Source: Vitalii Vodolazskyi via Shutterstock
In a net positive for researchers testing the security and safety of AI systems and models, the US Library of Congress ruled that certain types of offensive activities — such as prompt injection and bypassing rate limits — do not violate the Digital Millennium Copyright Act (DMCA), a law used in the past by software companies to push back against unwanted security research.
The Library of Congress, however, declined to create an exemption for security researchers under the fair use provisions of the law, arguing that an exemption would not be enough to provide security researchers safe haven.
Overall, the triennial update to the legal framework around digital copyright works in the security researchers' favor, as does having clearer guidelines on what is permitted, says Casey Ellis, founder and adviser to crowdsourced penetration testing service BugCrowd.
"Clarification around this type of thing — and just making sure that security researchers are operating in as favorable and as clear an environment as possible — that's an important thing to maintain, regardless of the technology," he says. "Otherwise, you end up in a position where the folks who own the [large language models], or the folks that deploy them, they're the ones that end up with all the power to basically control whether or not security research is happening in the first place, and that nets out to a bad security outcome for the user."
Security researchers have increasingly gained hard-won protections against prosecution and lawsuits for conducting legitimate research. In 2022, for example, the US Department of Justice stated that its prosecutors would not charge security researchers with violating the Computer Fraud and Abuse Act (CFAA) if they did not cause harm and pursued the research in good faith. Companies that sue researchers are regularly shamed, and groups such as the Security Legal Research Fund and the Hacking Policy Council provide additional resources and defenses to security researchers pressured by large companies.
In a post to its site, the Center for Cybersecurity Policy and Law called the clarifications by the US Copyright Office "a partial win" for security researchers — providing more clarity but not safe harbor. The Copyright Office is organized under the Library of Congress's purview.
"The gap in legal protection for AI research was confirmed by law enforcement and regulatory agencies such as the Copyright Office and the Department of Justice, yet good faith AI research continues to lack a clear legal safe harbor," the group stated. "Other AI trustworthiness research techniques may still risk liability under DMCA Section 1201, as well as other anti-hacking laws such as the Computer Fraud and Abuse Act."
Brave New Legal World
The fast adoption of generative AI systems and algorithms based on big data have become a major disruptor in the information-technology sector. Given that many large language models (LLMs) are based on mass ingestion of copyrighted information, the legal framework for AI systems started off on a weak footing.
For researchers, past experience provides chilling examples of what could go wrong, says BugCrowd's Ellis.
"Given the fact that it's such a new space — and some of the boundaries are a lot fuzzier than they are in traditional IT — a lack of clarity basically always converts to a chilling effect," he says. "For folks that are mindful of this, and a lot of security researchers are pretty mindful of making sure they don't break the law as they do their work, it has resulted in a bunch of questions coming out of the community."
The Center for Cybersecurity Policy and Law and the Hacking Policy Council proposed that red teaming and penetration testing for the purpose of testing AI security and safety be exempted from the DMCA, but the Librarian of Congress recommended denying the proposed exemption.
The Copyright Office "acknowledges the importance of AI trustworthiness research as a policy matter and notes that Congress and other agencies may be best positioned to act on this emerging issue," the Register entry stated, adding that "the adverse effects identified by proponents arise from third-party control of online platforms rather than the operation of section 1201, so that an exemption would not ameliorate their concerns."
No Going Back
With major companies investing massive sums in training the next AI models, security researchers could find themselves targeted by some pretty deep pockets. Luckily, the security community has established fairly well-defined practices for handling vulnerabilities, says BugCrowd's Ellis.

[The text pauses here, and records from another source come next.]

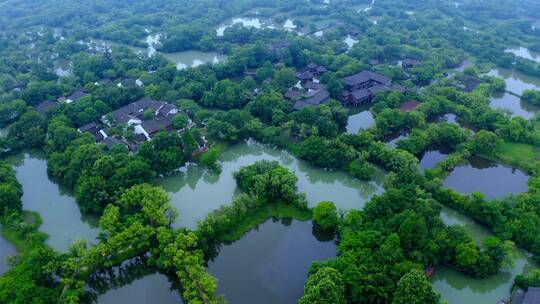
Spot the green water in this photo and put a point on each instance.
(6, 249)
(182, 60)
(457, 288)
(270, 263)
(516, 82)
(514, 105)
(62, 219)
(524, 53)
(196, 192)
(496, 181)
(360, 121)
(133, 282)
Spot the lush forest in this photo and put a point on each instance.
(58, 83)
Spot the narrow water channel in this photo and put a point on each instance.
(514, 105)
(135, 283)
(524, 53)
(182, 60)
(360, 121)
(516, 82)
(458, 288)
(492, 179)
(432, 157)
(270, 263)
(62, 219)
(6, 250)
(196, 192)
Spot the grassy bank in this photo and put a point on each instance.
(275, 210)
(23, 238)
(517, 154)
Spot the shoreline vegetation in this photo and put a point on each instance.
(111, 121)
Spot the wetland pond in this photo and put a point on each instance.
(360, 121)
(6, 250)
(494, 180)
(62, 219)
(196, 192)
(182, 60)
(135, 283)
(524, 53)
(516, 82)
(514, 105)
(270, 263)
(457, 288)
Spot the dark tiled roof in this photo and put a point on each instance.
(366, 76)
(80, 93)
(91, 127)
(292, 94)
(105, 81)
(321, 69)
(46, 105)
(307, 75)
(310, 85)
(409, 105)
(377, 89)
(299, 105)
(315, 98)
(113, 141)
(154, 125)
(361, 94)
(140, 138)
(410, 62)
(518, 296)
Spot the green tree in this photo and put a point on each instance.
(325, 215)
(414, 288)
(324, 287)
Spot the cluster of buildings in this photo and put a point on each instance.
(360, 88)
(309, 91)
(133, 114)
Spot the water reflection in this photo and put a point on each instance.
(361, 121)
(133, 282)
(196, 192)
(6, 250)
(270, 263)
(62, 219)
(514, 105)
(524, 53)
(432, 157)
(492, 179)
(516, 82)
(182, 60)
(458, 288)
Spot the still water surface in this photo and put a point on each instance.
(270, 263)
(196, 192)
(62, 219)
(458, 288)
(492, 179)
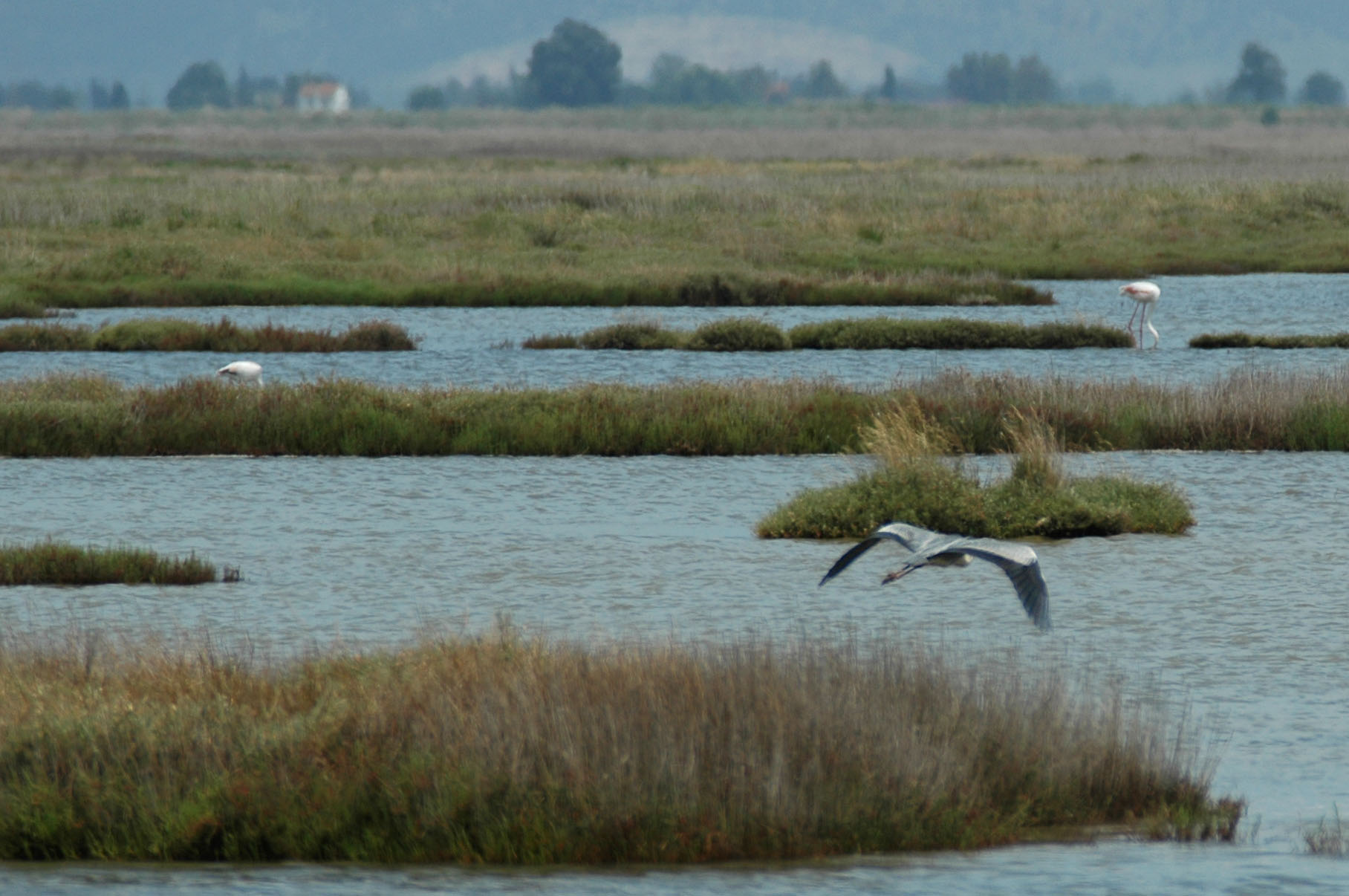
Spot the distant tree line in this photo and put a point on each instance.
(205, 84)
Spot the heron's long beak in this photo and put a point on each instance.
(897, 574)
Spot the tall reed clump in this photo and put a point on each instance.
(512, 750)
(869, 334)
(11, 307)
(58, 563)
(1255, 340)
(954, 334)
(88, 416)
(914, 482)
(190, 337)
(1327, 837)
(64, 416)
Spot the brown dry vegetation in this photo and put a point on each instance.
(510, 208)
(502, 749)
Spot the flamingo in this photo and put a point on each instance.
(241, 370)
(1144, 294)
(942, 550)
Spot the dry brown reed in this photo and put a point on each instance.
(510, 749)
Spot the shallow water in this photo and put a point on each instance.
(1243, 621)
(463, 345)
(1241, 624)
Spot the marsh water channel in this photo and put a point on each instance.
(1240, 626)
(481, 345)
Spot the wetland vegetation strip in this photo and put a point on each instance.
(166, 228)
(88, 416)
(506, 749)
(507, 288)
(1252, 340)
(915, 482)
(58, 563)
(868, 334)
(190, 337)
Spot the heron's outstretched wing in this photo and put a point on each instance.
(912, 537)
(1023, 568)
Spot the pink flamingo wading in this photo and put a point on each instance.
(1144, 294)
(241, 370)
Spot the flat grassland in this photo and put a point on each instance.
(654, 205)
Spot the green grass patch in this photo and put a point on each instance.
(527, 752)
(555, 289)
(190, 337)
(89, 416)
(92, 416)
(871, 334)
(915, 484)
(11, 307)
(1251, 340)
(58, 563)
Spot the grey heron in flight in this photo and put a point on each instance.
(942, 550)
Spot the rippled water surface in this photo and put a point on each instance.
(464, 345)
(1244, 621)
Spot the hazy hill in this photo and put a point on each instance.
(1150, 49)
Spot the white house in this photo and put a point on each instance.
(324, 96)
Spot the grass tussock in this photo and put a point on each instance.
(510, 750)
(11, 307)
(1252, 340)
(89, 416)
(57, 563)
(916, 484)
(954, 334)
(872, 334)
(1327, 837)
(190, 337)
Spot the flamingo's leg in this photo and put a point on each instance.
(1136, 307)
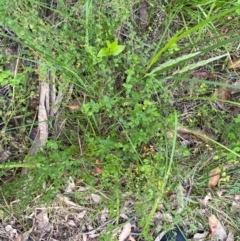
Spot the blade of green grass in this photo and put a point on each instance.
(178, 36)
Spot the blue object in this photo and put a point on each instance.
(176, 234)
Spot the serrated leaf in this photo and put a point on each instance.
(118, 50)
(103, 52)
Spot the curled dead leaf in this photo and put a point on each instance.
(214, 177)
(74, 105)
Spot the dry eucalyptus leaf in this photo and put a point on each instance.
(71, 185)
(234, 64)
(83, 189)
(75, 105)
(206, 200)
(82, 214)
(230, 237)
(125, 232)
(200, 236)
(214, 177)
(104, 215)
(42, 220)
(96, 198)
(11, 231)
(160, 236)
(26, 235)
(217, 230)
(67, 201)
(72, 223)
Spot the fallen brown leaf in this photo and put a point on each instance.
(125, 232)
(214, 177)
(234, 64)
(216, 228)
(206, 200)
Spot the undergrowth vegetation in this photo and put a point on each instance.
(144, 106)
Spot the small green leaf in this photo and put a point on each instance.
(109, 44)
(104, 52)
(114, 46)
(118, 50)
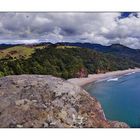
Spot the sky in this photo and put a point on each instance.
(102, 28)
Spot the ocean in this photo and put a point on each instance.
(119, 97)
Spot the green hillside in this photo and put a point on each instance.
(62, 61)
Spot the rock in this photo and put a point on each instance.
(46, 101)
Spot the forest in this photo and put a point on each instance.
(65, 61)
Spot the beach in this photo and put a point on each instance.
(96, 77)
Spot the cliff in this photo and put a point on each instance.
(47, 101)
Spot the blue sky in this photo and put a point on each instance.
(102, 28)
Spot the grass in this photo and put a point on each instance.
(16, 52)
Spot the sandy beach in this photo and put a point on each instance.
(95, 77)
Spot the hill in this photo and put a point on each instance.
(64, 61)
(114, 49)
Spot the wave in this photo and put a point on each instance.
(130, 73)
(113, 79)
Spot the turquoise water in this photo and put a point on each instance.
(119, 97)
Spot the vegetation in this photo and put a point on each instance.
(16, 52)
(66, 62)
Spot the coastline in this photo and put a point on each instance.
(94, 77)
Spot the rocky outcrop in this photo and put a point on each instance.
(49, 102)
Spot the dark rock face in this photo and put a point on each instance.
(49, 102)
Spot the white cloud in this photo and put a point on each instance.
(102, 28)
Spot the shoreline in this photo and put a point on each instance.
(95, 77)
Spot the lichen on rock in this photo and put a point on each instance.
(49, 102)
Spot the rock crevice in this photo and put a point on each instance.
(49, 102)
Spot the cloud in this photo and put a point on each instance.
(102, 28)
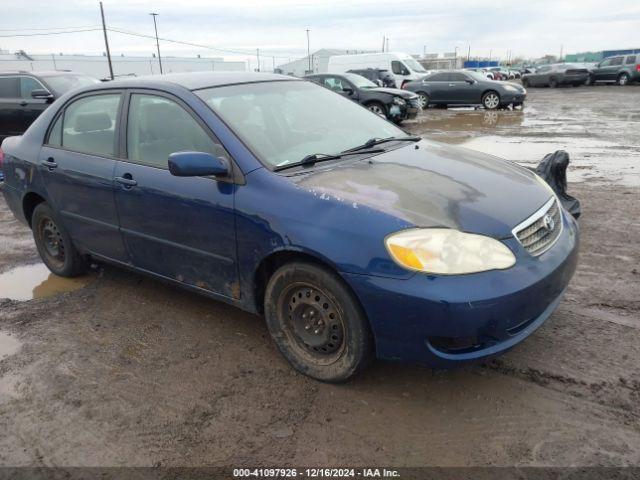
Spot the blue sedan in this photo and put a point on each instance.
(353, 238)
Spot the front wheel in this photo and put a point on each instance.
(54, 244)
(491, 100)
(317, 323)
(623, 79)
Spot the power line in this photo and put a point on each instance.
(46, 28)
(48, 33)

"The idea of security research being being a good thing — that's now kind of common enough ... so that the first instinct of folks deploying a new technology is not to have a massive blow up in the same way we have in the past," he says. "Cease and desist letters and [other communications] that have gone back and forth a lot more quietly, and the volume has been kind of fairly low."
In many ways, penetration testers and red teams are focused on the wrong problems. The biggest challenge right now is overcoming the hype and disinformation about AI capabilities and safety, says Gary McGraw, founder of the Berryville Institute of Machine Learning (BIML), and a software security specialist. Red teaming aims to find problems, not be a proactive approach to security, he says.
"As designed today, ML systems have flaws that can be exposed by hacking but not fixed by hacking," he says.
Companies should be focused on finding ways to produce LLMs that do not fail in presenting facts — that is, "hallucinate" — or are vulnerable to prompt injection, says McGraw.
"We are not going to red team or pen test our way to AI trustworthiness — the real way to secure ML is at the design level with a strong focus on training data, representation, and evaluation," he says. "Pen testing has high sex appeal but limited effectiveness."